Unable to change his fate, he was executed at 4:40 a.m. on Sept. 10 in the courtyard of the Baumettes Prison in Marseille. Once the blade fell, he became the victim of the final guillotine execution in French history.

By the time of the execution, both public and government support for beheadings and capital punishment in general had been dwindling. And the macabre details of Hamida Djandoubi’s death only made things worse.

According to reports that eventually became public, a doctor present at the execution testified that Djandoubi remained responsive for about 30 seconds after decapitation. Within four years, capital punishment in France was no more.

Though Hamida Djandoubi’s execution was highly publicized, he was executed behind closed doors — and that’s because of laws imposed following the 1939 beheading of another man named Eugen Weidmann.

The Riotous Beheading Of Eugen Weidmann

Last Guillotine Execution In Public

STF/AFP via Getty ImagesEugen Weidmann is marched to the guillotine in Versailles on June 17, 1939. His beheading marked the last guillotine execution in public in French history.

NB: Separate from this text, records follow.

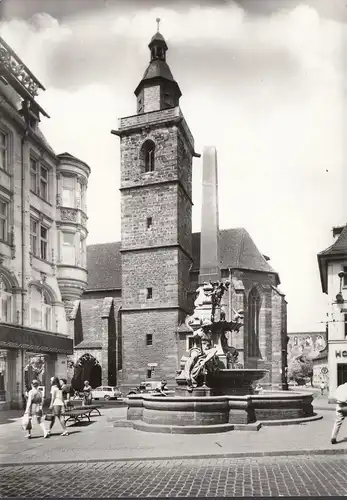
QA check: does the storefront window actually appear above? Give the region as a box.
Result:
[0,349,7,402]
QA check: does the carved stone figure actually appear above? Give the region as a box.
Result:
[206,281,230,322]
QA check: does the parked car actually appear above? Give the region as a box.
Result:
[128,380,167,396]
[92,385,122,401]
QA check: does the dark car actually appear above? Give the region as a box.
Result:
[128,380,167,396]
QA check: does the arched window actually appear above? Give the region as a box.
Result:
[30,286,53,331]
[0,275,12,323]
[248,288,260,357]
[140,140,155,172]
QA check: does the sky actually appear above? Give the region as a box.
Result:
[0,0,347,332]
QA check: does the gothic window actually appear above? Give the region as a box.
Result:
[30,158,49,201]
[60,231,76,266]
[0,198,10,241]
[30,286,53,331]
[147,217,153,229]
[0,131,9,171]
[0,276,12,323]
[248,288,260,357]
[140,140,155,172]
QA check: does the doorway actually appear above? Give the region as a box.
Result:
[337,363,347,386]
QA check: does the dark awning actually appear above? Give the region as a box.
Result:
[0,324,73,354]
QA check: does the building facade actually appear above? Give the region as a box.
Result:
[74,28,287,393]
[0,38,90,408]
[318,225,347,400]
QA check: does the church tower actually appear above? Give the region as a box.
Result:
[112,20,197,389]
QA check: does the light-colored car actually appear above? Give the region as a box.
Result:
[92,385,122,401]
[38,385,46,399]
[128,380,167,396]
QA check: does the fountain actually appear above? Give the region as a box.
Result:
[114,148,321,434]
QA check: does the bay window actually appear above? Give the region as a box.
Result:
[30,158,49,201]
[30,218,48,260]
[0,199,9,241]
[0,276,12,323]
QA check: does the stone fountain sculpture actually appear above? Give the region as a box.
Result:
[114,147,317,434]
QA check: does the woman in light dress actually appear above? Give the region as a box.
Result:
[24,380,48,439]
[48,377,68,436]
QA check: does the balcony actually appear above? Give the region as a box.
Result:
[118,106,194,149]
[57,207,88,229]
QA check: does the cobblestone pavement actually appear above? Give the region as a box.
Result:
[0,455,347,498]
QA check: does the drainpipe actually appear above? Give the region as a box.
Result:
[228,267,233,345]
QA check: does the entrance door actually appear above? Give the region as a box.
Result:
[337,363,347,386]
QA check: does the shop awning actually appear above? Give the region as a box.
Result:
[0,324,73,354]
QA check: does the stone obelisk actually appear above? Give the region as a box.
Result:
[199,146,221,284]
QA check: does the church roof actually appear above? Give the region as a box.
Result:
[87,228,279,291]
[317,224,347,293]
[318,224,347,255]
[148,31,167,49]
[142,59,175,82]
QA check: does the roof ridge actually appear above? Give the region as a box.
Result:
[237,228,246,265]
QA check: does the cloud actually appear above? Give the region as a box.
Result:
[0,2,347,330]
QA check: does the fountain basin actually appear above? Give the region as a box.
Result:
[208,368,269,396]
[121,391,321,434]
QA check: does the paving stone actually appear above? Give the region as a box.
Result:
[0,455,347,498]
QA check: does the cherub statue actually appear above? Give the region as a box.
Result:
[209,281,230,322]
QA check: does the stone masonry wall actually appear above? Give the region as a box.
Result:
[121,310,179,388]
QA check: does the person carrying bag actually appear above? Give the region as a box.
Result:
[22,380,48,439]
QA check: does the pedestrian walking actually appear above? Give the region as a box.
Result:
[24,380,48,439]
[320,380,325,396]
[48,377,69,436]
[82,380,92,406]
[331,382,347,444]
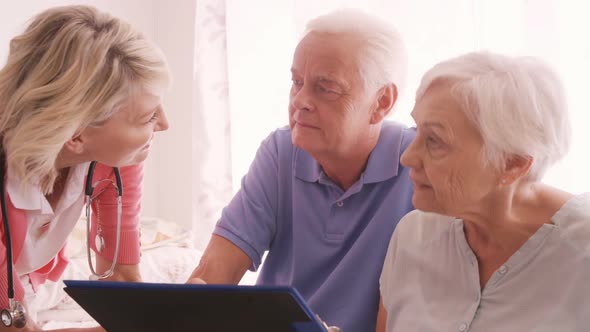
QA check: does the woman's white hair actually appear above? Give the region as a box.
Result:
[416,51,571,181]
[304,8,408,95]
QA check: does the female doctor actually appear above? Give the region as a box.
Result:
[0,6,169,331]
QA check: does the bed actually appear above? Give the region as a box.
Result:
[34,218,201,329]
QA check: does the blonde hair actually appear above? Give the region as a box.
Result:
[0,6,170,193]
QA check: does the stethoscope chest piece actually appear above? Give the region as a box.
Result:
[94,234,104,253]
[0,299,27,328]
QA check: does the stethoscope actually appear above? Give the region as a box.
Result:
[0,155,123,328]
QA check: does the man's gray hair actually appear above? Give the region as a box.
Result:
[304,9,408,94]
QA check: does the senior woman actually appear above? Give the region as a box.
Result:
[377,52,590,332]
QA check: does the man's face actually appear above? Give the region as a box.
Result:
[289,32,377,159]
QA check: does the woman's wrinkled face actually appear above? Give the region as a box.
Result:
[401,83,498,216]
[84,93,168,167]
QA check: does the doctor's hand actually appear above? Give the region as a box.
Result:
[186,278,207,285]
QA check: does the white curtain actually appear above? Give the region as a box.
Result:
[195,0,590,249]
[192,0,232,250]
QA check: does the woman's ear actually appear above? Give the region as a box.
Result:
[500,155,533,184]
[371,83,397,124]
[64,133,85,154]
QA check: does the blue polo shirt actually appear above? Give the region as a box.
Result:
[214,121,415,332]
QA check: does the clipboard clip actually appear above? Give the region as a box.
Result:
[315,314,342,332]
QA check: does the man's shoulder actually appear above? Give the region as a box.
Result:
[265,126,293,147]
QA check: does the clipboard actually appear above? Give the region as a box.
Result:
[64,280,326,332]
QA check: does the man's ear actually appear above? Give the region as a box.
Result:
[64,133,85,154]
[500,155,533,184]
[371,83,397,124]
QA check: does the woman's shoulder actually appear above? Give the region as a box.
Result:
[551,193,590,255]
[395,210,457,244]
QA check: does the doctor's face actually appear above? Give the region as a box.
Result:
[84,93,168,167]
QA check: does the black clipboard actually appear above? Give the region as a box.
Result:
[64,280,326,332]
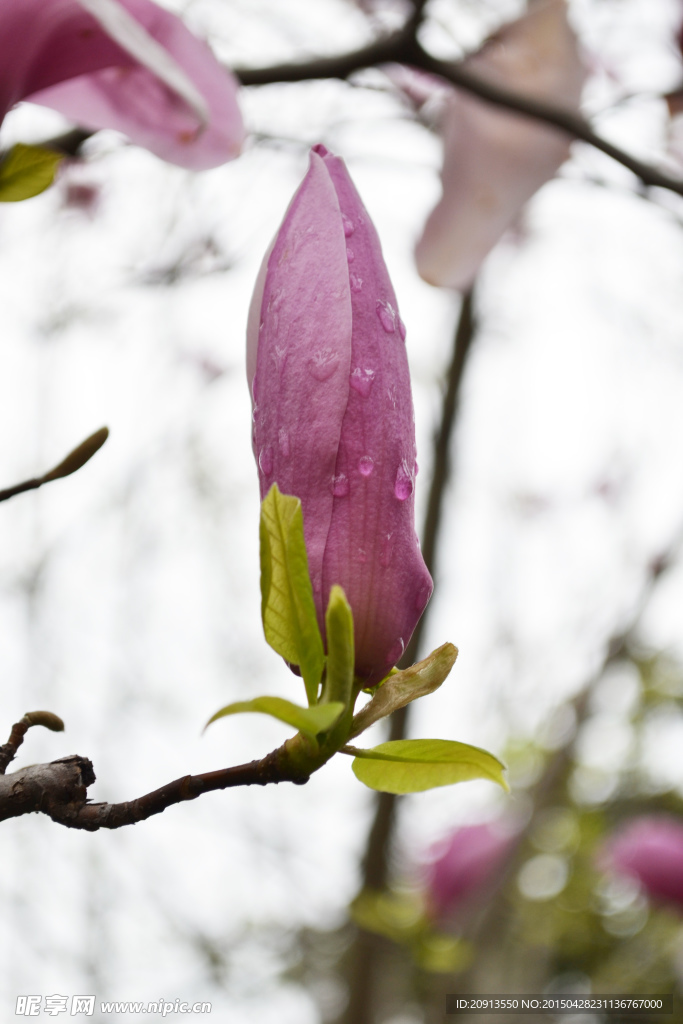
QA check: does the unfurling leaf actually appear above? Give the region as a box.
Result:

The beheading of Eugen Weidmann on June 17, 1939 was France’s last guillotine execution performed in public — and with good reason.

Eugen Weidmann was a German convict who moved to France in the early 1930s looking for a way to get rich quick. Along with two of his friends, Weidmann rented a villa in Saint-Cloud, Paris. There, the three men would kidnap rich tourists and steal their money and valuables before ultimately murdering them.

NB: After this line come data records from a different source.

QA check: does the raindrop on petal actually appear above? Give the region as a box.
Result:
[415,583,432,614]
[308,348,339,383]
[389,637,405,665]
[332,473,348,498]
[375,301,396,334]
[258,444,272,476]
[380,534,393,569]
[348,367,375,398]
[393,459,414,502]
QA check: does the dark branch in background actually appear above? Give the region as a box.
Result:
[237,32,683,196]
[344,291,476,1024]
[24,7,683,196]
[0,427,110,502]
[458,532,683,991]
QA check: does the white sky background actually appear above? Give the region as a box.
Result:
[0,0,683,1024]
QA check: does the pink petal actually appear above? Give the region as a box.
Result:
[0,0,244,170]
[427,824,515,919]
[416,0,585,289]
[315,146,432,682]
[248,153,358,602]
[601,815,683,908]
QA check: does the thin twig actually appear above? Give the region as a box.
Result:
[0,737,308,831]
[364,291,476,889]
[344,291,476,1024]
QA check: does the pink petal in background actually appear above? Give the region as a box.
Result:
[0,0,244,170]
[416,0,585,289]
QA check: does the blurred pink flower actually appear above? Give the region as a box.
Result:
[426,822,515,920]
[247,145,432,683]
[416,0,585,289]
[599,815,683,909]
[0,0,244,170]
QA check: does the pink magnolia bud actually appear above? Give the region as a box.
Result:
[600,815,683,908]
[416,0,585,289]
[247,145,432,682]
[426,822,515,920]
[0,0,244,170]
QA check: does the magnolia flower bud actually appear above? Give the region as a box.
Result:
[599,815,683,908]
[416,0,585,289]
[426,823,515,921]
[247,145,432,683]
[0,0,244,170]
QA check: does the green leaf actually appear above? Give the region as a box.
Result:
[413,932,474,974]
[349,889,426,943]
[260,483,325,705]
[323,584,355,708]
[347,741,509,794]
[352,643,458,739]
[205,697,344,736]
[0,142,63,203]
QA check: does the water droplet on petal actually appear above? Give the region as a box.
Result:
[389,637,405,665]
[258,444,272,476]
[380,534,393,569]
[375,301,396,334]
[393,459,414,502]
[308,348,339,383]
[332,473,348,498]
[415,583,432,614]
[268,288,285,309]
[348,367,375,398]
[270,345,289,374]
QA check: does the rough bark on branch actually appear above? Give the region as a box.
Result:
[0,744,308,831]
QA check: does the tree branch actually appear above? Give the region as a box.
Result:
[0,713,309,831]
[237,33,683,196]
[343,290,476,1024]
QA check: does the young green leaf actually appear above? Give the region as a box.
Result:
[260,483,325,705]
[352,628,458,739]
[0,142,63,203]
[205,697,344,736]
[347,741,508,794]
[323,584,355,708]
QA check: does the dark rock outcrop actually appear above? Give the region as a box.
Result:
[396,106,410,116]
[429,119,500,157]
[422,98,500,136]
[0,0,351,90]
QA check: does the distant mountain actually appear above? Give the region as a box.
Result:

https://www.youtube.com/watch?v=jkR36C5uVlU

In early 1939, Weidmann was arrested along with his companions. The two other men were either acquitted of the charges or sentenced to prison time, but Weidmann was not so lucky. He was given the maximum sentence and ordered to be executed via guillotine in full view of the public outside the prison in Versailles.

However, the execution sparked mass chaos and the “hysterical behavior” exhibited by the hundreds of onlookers caused French president Albert Lebrun to immediately declare that all future executions be held out of public view.

The crowd was reportedly anything but sober and reserved, with some spectators said to have used their handkerchiefs to soak up some of the victim’s blood as a souvenir.

According to actor Christopher Lee, coincidentally in attendance with a journalist friend of his, a “powerful wave of howling and shrieking” broke out before the execution. Then, he remembered, “I turned my head, but I heard” and onlookers soon “rushed to the corpse” and some “did not hesitate to soak handkerchiefs and scarves in the blood spread on the pavement, as a souvenir.”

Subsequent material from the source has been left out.